Die Menschen wollen „von uns nicht nur erwartbare, einfache Verurteilungen, sondern konkrete und wirksame Maßnahmen“, gibt Papst Franziskus als Marschziel aus. Auf dem Weg dahin seien Glaube, Redefreiheit, Mut, Klarheit und Kreativität nötig. Die Impulse für den ersten Tag sollen Betroffenheit wecken, aber auch Mut machen, „damit der Kampf gegen Missbrauch und Vertuschung zu einer Herzensangelegenheit wird“, wie Zollner betont.
Ungeduld der Opfer
Die Stimmungen rund um den Gipfel schwanken zwischen hohen Erwartungen, Enttäuschungen und Signalen guten Willens. „Er ist der Papst; er kann und muss entscheiden, dass ab Montag in der katholischen Kirche weltweit ‚Null Toleranz‘ herrscht – für Täter wie Vertuscher“, lautet die wiederholt vorgetragene Forderung des internationalen Netzwerks „Ending Clergy Abuse“ (ECA). Wenn ihr Sprecher Peter Isely das vorträgt, klingt es mitunter, als erwarte er eine Zauberformel. Doch die Ungeduld der Opfer aus aller Welt ist verständlich.

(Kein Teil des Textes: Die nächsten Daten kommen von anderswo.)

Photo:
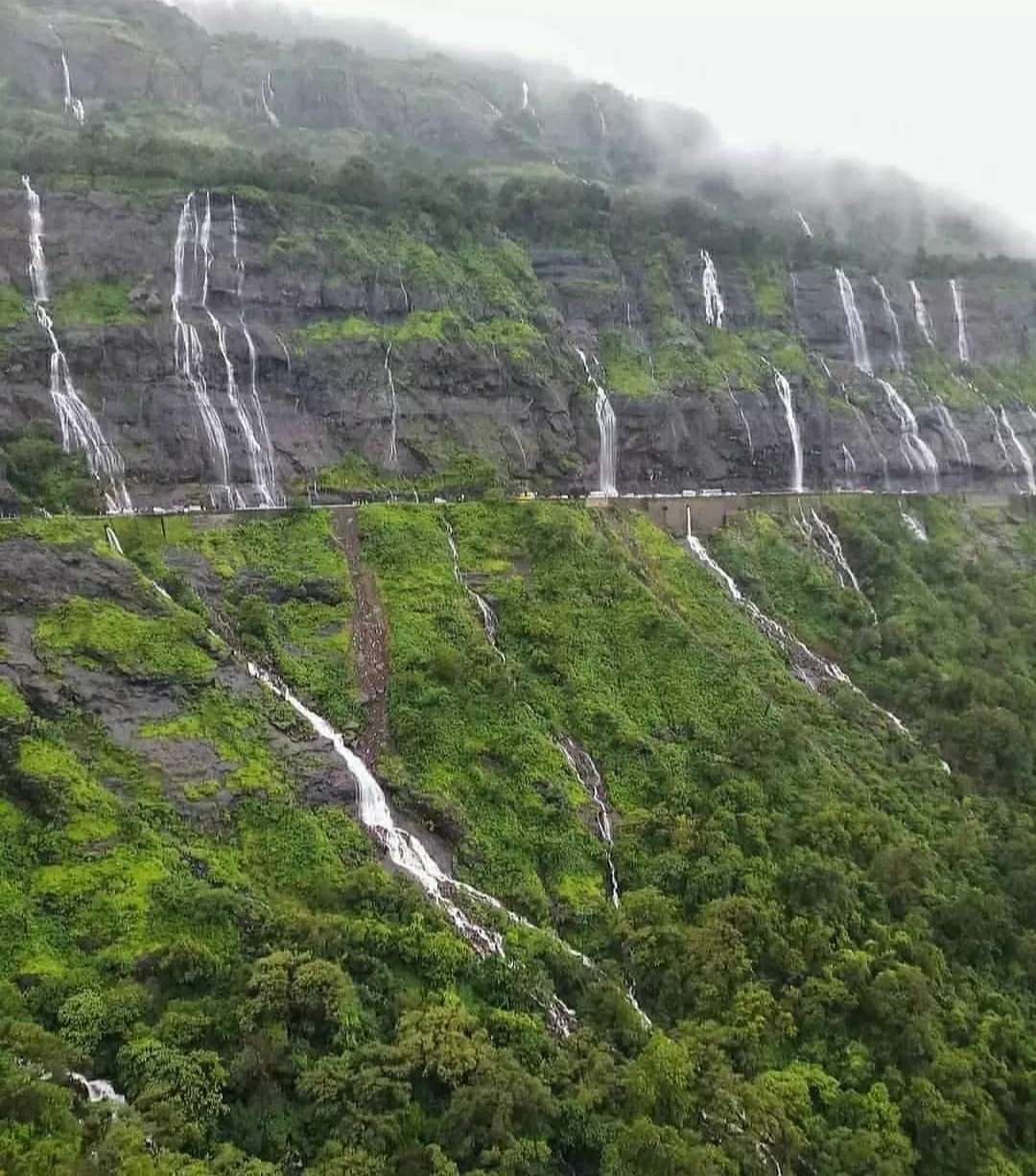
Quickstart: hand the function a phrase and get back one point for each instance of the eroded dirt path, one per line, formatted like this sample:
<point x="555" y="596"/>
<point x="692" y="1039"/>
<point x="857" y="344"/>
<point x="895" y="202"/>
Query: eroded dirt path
<point x="369" y="640"/>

„Das ist ein weltweites Problem! Welchem Bischof muss das noch erklärt werden?“, empört sich Denise Buchanan aus Jamaika. Aber es ist so. Eine Woche zuvor hatte der Wiener Kardinal Christoph Schönborn in einem TV-Gespräch von einem Mitbruder aus Südeuropa erzählt, der ihm vor Jahren sagte: „Ja, ja, ihr da im Norden, inklusive Papst Benedikt, ihr habt einen anderen Zugang dazu als wir im Süden.“ Heute denke dieser Kardinal immer noch so, fügte Schönborn resigniert hinzu.
„Ärmlichen Umgang mit diesen Verbrechen“ eingestehen
Um das notwendige Verantwortungsbewusstsein weiter zu schärfen, redet daher Manilas Kardinal Antonio Tagle auf seine Mitbrüder und die zehn Ordensoberinnen ein. „Die Vertuschung des Skandals zum Schutz der Vergewaltiger und der Institution hat unser Volk gebrochen“, so der 62-Jährige ergriffen. Es sei nötig, den „ärmlichen Umgang mit diesen Verbrechen“ einzugestehen. Die Bischöfe müssten sich bewusst sein, dass sie diese Vergebung nicht verdienten.
Über die bereits vorhandenen Gesetze und Verfahren der Kirche informiert anschließend der vatikanische Chefankläger für Sexualstraftaten, Erzbischof Charles Scicluna. So müssen kirchliche Stellen bei Missbrauchsanzeigen die staatlichen Gesetze beachten und mit der Justiz zusammenarbeiten. Zudem sollten sie unkomplizierte Möglichkeiten für die Anzeige von Missbrauchsfällen schaffen. Die Rückfragen aus dem Plenum dienen einem besseren Verständnis von Details.
Parallel dazu veröffentlicht der Vatikan 21 „Reflexionspunkte“, die der Papst zuvor in der Synodenaula verteilen ließ. Dezenter Druck auf die Teilnehmer auch über die Öffentlichkeit. Scicluna sieht sie als „eine Reihe von Hausaufgaben, die der Papst uns mitgibt“. Als eine Art Hausaufgabenaufsicht verstünden sich dann die Demonstranten der Opferverbände vor dem Vatikan. Die Mauern des Schweigens sind geschleift; nun sollen auch die des Vertuschens endgültig fallen – damit sie nicht annähernd so lange stehen wie die der Engelsburg.